Principal Component Analysis Introduction
Principal Component Analysis (PCA) is a multivariate statistical analysis method used to examine and explore the variance structure of the data. Specifically, the directions in which the data varies the most are defined as the "first principal component", and components organize sequentially after that for a given dataset. These directions can be written as linear combinations of the original variables. See the right graph for a simple illustration. The original variables are x1 and x2. The direction in which the data have the largest variance is identified as principal component one (PC1), represented by the blue line and defined to be 0.78x1+0.62x2. The coefficients of each variable in a component are referred to in the aggregate as the "loadings" for the corresponding variables.
The number of principal components derivable equals the number of variables in the data. However, PCA is often used as a dimension reduction method. Only the first several principal components are used to derive a lower-dimensional structure, and the data can be re-represented correspondingly using these principal components. Furthermore, to further understand and interpret the principal components, it is common to consider only variables with high absolute values for loadings.
Step 1. Run DocuScope. Tag the corpora of speeches with Docuscope tags
Step 2. Run PCA. We first perform the principal component analysis (PCA), on the tagged texts. The result of this step was to reduce DocuScope’s 28 categories (variables) to a fewer number of internally-correlated super-variables (called principal components) that offer an easier-to-interpret lens for the texts under study. We thought of each principal component extracted as a “first draft” of a rhetorical profile, extracted but not yet refined (tested and interpretively filtered) by a human reader.

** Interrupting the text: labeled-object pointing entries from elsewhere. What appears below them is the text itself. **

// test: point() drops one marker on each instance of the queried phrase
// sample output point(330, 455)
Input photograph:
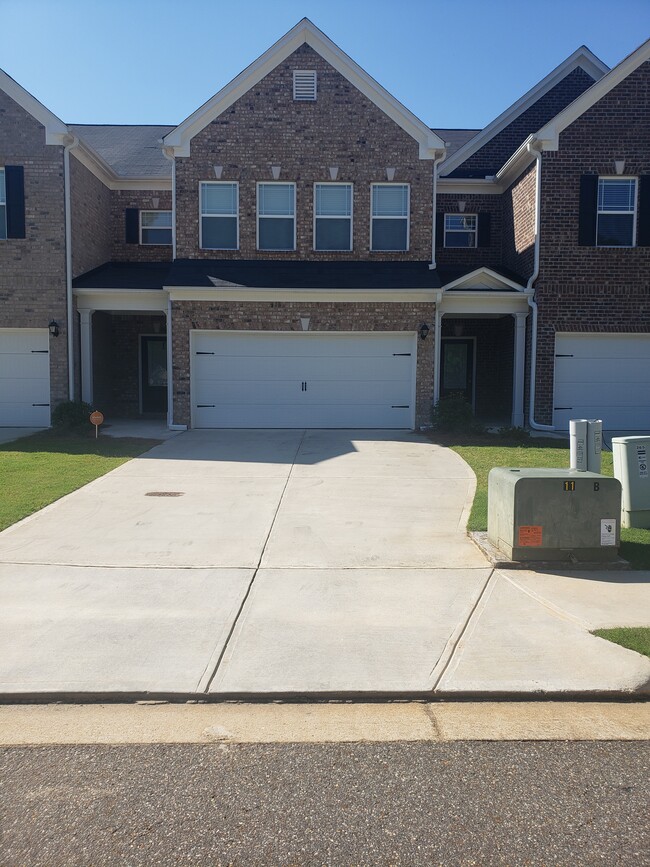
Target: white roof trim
point(484, 278)
point(55, 129)
point(549, 135)
point(304, 32)
point(582, 58)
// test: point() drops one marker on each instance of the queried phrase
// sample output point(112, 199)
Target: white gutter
point(436, 163)
point(531, 280)
point(71, 142)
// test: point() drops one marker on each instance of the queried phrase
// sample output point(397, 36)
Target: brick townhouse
point(302, 251)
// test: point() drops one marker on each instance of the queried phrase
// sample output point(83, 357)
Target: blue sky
point(454, 64)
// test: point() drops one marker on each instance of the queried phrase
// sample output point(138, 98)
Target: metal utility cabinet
point(557, 515)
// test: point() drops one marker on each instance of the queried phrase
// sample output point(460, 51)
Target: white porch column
point(86, 317)
point(519, 366)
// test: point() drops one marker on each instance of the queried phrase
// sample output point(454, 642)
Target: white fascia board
point(485, 302)
point(341, 296)
point(582, 57)
point(55, 129)
point(116, 300)
point(431, 145)
point(489, 276)
point(549, 135)
point(103, 172)
point(469, 186)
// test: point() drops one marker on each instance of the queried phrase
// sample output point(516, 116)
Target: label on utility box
point(608, 531)
point(530, 537)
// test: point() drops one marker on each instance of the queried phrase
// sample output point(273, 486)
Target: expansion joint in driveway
point(206, 674)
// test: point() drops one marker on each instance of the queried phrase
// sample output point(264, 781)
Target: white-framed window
point(3, 207)
point(156, 228)
point(276, 216)
point(333, 216)
point(389, 217)
point(461, 230)
point(304, 85)
point(616, 214)
point(219, 215)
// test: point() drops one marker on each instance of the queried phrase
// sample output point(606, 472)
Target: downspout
point(530, 285)
point(71, 141)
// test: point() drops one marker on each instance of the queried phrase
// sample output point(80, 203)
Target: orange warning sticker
point(530, 537)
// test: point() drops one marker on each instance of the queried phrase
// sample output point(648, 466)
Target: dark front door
point(153, 372)
point(457, 368)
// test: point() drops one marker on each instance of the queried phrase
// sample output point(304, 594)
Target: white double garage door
point(24, 377)
point(604, 376)
point(303, 379)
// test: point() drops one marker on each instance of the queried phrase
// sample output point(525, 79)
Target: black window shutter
point(132, 226)
point(643, 216)
point(588, 210)
point(15, 190)
point(483, 239)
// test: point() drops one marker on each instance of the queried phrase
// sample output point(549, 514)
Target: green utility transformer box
point(548, 514)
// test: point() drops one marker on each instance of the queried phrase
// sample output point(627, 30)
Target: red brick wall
point(32, 269)
point(341, 128)
point(285, 316)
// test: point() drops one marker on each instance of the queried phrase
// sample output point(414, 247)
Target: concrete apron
point(279, 564)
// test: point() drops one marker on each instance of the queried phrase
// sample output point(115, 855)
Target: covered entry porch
point(481, 345)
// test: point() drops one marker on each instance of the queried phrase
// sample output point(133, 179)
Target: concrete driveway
point(279, 563)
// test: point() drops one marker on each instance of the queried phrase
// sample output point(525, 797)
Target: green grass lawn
point(486, 451)
point(41, 468)
point(633, 637)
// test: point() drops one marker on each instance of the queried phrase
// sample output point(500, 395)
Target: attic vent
point(304, 84)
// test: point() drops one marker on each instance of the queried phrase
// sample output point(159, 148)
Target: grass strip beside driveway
point(486, 451)
point(39, 469)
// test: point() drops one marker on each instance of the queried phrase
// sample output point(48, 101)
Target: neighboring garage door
point(257, 380)
point(24, 377)
point(603, 376)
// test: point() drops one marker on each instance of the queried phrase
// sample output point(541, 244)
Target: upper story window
point(3, 206)
point(156, 227)
point(276, 216)
point(219, 215)
point(390, 217)
point(616, 212)
point(332, 216)
point(461, 230)
point(304, 84)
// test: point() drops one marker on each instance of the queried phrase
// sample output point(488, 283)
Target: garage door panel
point(603, 376)
point(305, 380)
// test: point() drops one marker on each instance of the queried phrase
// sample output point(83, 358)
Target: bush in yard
point(452, 413)
point(71, 414)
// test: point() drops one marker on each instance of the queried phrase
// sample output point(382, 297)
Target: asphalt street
point(463, 803)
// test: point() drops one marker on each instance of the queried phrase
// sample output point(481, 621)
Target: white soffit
point(549, 135)
point(55, 129)
point(582, 58)
point(431, 145)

Step 3. Use Close Reading to Test the Capacity of the Principal Component to Guide the Interpretative Process. The third step was to closely read the speeches where the principal component “scored highest.” This involved reading up to 20 speeches or more per component where the language variables most defining of the principal component appeared in the highest concentrations in the corpus. The outcome of this step was to make filtering decisions about which subsets of variables (e.g., language categories) from the reduced set of variables available from PCA actually guided our interpretation and which variables seemed peripheral (sometimes guiding but not always) or even extraneous (never guiding). As a result of our close reading process and our evaluation of a variable’s utility, we assigned all the variables of the principal component to one of three categories: (1) Core, (2) Non-Core, and (3) Extraneous. Core variables were, with few exceptions, integral to the profile regardless of speaker and most central to our interpreting and naming of the rhetorical profile. Non-Core variables appear in a given profile contingently and their contribution to the overall strategy is conditioned by context. Non-core variables thus help define some strategies underlying some speeches used by some speakers in some situations but they are not thought to be robustly explanatory of the profile across contexts. As long as the core variables remained constant, we used the same rhetorical profiles across contexts. Our judgments of constancy held even if there were changes in the non-core variables accompanying the profile’s core. Because of this constancy judgment, we can and will in later chapters see the same profile recurring across principal components, though with changes mostly in its non-core variables. Our analysis in each chapter illustrates how the non-core variables of a rhetorical profile help account for its plasticity of rhetorical function across contexts.
Extraneous variables are variables in the principal component we never relied on in our close reading and we eliminated them (e.g., elaborative language commonplace to many political speeches). The rhetorical profile emerged as the result of this selective filtering on the principal component.
Step 4. Calculate the Consequences of Eliminating the Extraneous Variables from the Principal Component. The possibility always exists that we have distorted the principal component by dropping the “extraneous” variables. Eliminating variables leaves us vulnerable to the concern that our notion of a rhetorical profile discards the original principal component more than refines it. To address this vulnerability, we devised a statistical method to check the consequences of dropping variables from the principal component when forming rhetorical profiles. The method compares how well the rhetorical profile can generate rankings of the highest scoring texts that match the rankings generated by the original principal component. The closer the match, the stronger the evidence that our rhetorical profiles are simply reader-filtered refinements of the original principal component and nothing more distortive.